BUONGIORNO BELLA ITALIA!
W dniach 18.11.2018-24.11.2018r. uczniowie i nauczyciele ze Szkoły Podstawowej im. Armii Krajowej w Rębkowie uczestniczyli w trzecim spotkaniu z grupami ze szkół partnerskich z Portugalii, Grecji i Włoch w ramach Projektu Erasmus+. Tym razem gościliśmy w miasteczku San Marco in Lamis we Włoszech, gdzie poznawaliśmy zwyczaje tutejszej placówki Instituto Compresivo „ San Giovanni Bosco- De Carolis”. San Marco in Lamis to miejscowość i gmina we Włoszech, w prowincji Foggia w Apulii regionie południowo-wschodnim Włoszech . Znajduje się na obszarze masywu Gargano .
Polska grupa rozpoczęła swoją przygodę wczesnym rankiem, w niedzielę 18 listopada. O godzinie szóstej wyruszyliśmy spod szkoły na lotnisko w Modlinie. Na rzymskim lotnisku Ciampino byliśmy ok. 13. W ciepłych promieniach południowego słońca czekaliśmy na portugalskich przyjaciół, wraz z którymi przejechaliśmy ok. 400 kilometrów, dzielące nas od celu wyprawy. Do San Marco in Lamis przybyliśmy po godzinie 18. Tu na uczniów czekały rodziny zaprzyjaźnionych uczniów, u których nasze uczennice: Alicja Kusińska, Oliwia Budyta, Julia Jaskólska, Anna Mitek i Patrycja Fidryk spędziły najbliższe dni.
Rankiem 19 listopada odbyło się uroczyste powitanie wszystkich uczestników Projektu Erasmus+ przez Dyrektora szkoły, nauczycieli, uczniów i rodziców.
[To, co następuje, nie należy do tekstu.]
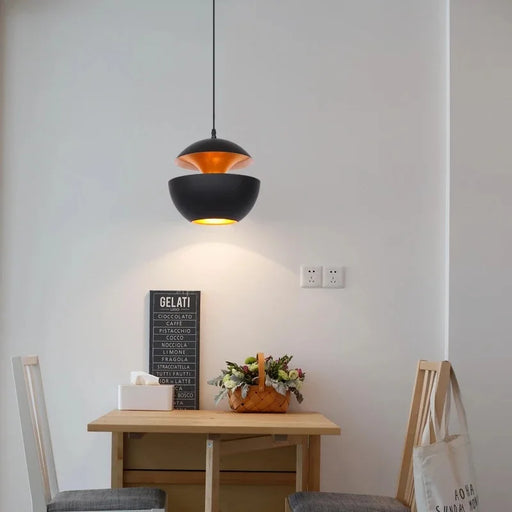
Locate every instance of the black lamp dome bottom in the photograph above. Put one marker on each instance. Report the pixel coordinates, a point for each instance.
(214, 199)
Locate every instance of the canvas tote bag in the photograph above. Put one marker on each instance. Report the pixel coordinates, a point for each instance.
(444, 478)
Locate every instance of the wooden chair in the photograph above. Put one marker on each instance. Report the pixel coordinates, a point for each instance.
(429, 376)
(41, 467)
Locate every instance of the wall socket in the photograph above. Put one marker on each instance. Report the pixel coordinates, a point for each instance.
(310, 276)
(333, 277)
(316, 276)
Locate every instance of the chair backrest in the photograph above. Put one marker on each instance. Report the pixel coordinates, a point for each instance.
(429, 376)
(36, 431)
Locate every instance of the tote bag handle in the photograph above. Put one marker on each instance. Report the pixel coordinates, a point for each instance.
(440, 427)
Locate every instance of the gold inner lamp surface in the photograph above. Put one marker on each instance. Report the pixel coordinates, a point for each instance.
(214, 222)
(213, 162)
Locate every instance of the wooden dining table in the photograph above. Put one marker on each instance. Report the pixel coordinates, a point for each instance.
(166, 447)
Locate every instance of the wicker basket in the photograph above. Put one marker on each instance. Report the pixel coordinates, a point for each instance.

Mieliśmy możliwość wysłuchania hymnów wszystkich krajów partnerskich, co było dla wszystkich miłą niespodzianką. Ponadto podziwialiśmy bardzo ciekawe występy muzyczne i taneczne, zaprezentowane przez uczniów włoskiej szkoły, duże wrażenie zrobiły na nas tradycyjne tańce z regionu, w którym gościliśmy.
Po występach nastąpiły uroczyste powitania przez Dyrektora szkoły w San Marco in Lamis oraz koordynatorów projektu z wszystkich krajów.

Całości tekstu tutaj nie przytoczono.